The spread of injectate following the PNB was studied through cadaveric dissection after dye or radiologic contrast injections. However, this type of study has been criticized since postmortem alterations in tissue integrity could affect the patterns of injectate spread and may not accurately represent clinical situations. In the clinical setting, arterial pulsations, muscle contractions, respirations, and differences in tissue resistance can influence the spread of local anesthetics [
4]. Although BI technology is not currently available in the most common ultrasound systems used for USGRA, enhanced imaging may improve our understanding of sonoanatomy and the spread of local anesthesia. In 2019, a high-frequency matrix linear array piezoelectric transducer was introduced into the market for vascular applications (Philips XL 14-3 mMatrix, Netherlands).

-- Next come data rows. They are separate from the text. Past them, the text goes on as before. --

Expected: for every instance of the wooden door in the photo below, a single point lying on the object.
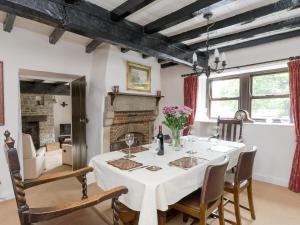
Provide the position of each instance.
(79, 147)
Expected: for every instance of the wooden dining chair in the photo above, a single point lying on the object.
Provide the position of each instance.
(230, 129)
(203, 202)
(236, 182)
(74, 213)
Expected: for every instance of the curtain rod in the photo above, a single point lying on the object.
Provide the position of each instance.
(252, 64)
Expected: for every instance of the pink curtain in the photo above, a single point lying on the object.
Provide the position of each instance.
(190, 97)
(294, 77)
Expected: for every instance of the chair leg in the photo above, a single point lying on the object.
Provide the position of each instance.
(185, 218)
(250, 200)
(203, 214)
(237, 206)
(221, 212)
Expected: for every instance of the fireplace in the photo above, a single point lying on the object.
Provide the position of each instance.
(31, 125)
(129, 113)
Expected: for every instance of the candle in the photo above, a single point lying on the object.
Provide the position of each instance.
(195, 59)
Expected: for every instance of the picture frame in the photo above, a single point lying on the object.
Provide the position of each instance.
(138, 77)
(2, 122)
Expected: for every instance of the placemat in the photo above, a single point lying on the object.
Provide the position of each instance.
(185, 162)
(124, 164)
(134, 150)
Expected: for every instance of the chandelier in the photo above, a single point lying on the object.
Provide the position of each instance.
(219, 61)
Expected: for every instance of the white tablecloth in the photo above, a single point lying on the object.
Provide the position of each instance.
(152, 191)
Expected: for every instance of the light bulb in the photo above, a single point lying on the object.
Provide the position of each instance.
(195, 58)
(217, 53)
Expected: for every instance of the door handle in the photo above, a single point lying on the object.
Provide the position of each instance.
(85, 120)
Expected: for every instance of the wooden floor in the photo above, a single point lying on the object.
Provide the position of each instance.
(274, 205)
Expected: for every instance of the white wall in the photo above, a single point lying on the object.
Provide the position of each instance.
(117, 69)
(61, 114)
(276, 143)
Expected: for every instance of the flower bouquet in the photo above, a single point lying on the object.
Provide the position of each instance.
(176, 118)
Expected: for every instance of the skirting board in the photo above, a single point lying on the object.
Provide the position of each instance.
(272, 180)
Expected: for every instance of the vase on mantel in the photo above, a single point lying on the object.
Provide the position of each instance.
(176, 118)
(176, 134)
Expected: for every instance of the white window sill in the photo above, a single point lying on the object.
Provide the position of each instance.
(254, 124)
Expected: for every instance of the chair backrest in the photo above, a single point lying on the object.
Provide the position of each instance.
(213, 185)
(230, 129)
(15, 175)
(29, 151)
(245, 166)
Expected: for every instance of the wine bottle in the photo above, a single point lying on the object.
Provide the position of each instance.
(160, 138)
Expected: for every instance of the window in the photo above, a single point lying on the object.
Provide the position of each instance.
(264, 96)
(225, 96)
(270, 97)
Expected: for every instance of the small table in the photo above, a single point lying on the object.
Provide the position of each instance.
(152, 191)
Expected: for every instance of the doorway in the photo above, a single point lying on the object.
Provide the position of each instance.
(53, 123)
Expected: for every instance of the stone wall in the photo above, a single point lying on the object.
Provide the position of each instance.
(29, 107)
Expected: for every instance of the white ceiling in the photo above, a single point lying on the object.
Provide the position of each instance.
(160, 8)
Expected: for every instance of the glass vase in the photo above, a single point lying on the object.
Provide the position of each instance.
(176, 133)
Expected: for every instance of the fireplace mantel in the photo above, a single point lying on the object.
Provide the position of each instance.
(116, 94)
(34, 118)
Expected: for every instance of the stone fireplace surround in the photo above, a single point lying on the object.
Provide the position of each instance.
(129, 113)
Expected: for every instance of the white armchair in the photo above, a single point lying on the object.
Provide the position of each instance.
(34, 161)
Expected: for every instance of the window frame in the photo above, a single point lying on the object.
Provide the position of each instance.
(252, 97)
(210, 98)
(246, 92)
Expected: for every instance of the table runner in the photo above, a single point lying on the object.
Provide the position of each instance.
(151, 191)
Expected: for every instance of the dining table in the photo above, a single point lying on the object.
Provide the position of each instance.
(154, 191)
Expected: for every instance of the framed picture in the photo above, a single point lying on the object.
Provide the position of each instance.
(1, 96)
(138, 77)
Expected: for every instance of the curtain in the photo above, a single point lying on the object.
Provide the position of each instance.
(190, 98)
(294, 77)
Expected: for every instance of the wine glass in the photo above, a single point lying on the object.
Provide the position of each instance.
(129, 139)
(154, 152)
(191, 140)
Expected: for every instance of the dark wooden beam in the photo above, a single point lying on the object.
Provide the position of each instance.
(161, 61)
(145, 56)
(56, 35)
(179, 16)
(295, 22)
(264, 40)
(92, 21)
(92, 46)
(169, 64)
(128, 8)
(9, 21)
(237, 19)
(124, 50)
(28, 87)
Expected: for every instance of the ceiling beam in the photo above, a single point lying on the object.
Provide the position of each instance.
(127, 8)
(124, 50)
(8, 23)
(179, 16)
(56, 35)
(28, 87)
(295, 22)
(161, 61)
(237, 19)
(92, 46)
(264, 40)
(145, 56)
(94, 22)
(169, 64)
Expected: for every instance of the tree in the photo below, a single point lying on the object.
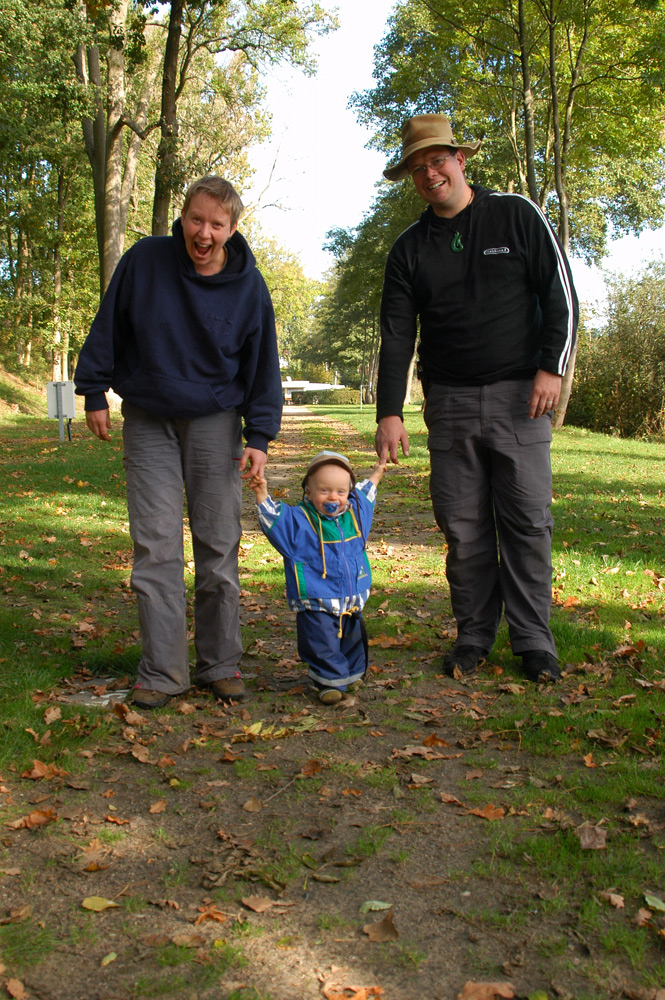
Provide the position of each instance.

In 2020, BI for a high-frequency handheld ultrasound became commercially available (Butterfly Network, Inc., USA). Rapid technological advances in ultrasound coupled with the potential for enhanced superficial imaging might lead to a future where matrix 3- and 4-dimensional imaging for USGRA is the standard.
BI is a new feature in high-frequency matrix ultrasound transducers that can improve needle localization and enhance visualization of local anesthetic spread during USGRA. We reported on the novel application of BI for USGRA. More studies are needed to assess the utility of BI in USGRA and evaluate its impact on the safety and delivery of regional anesthesia.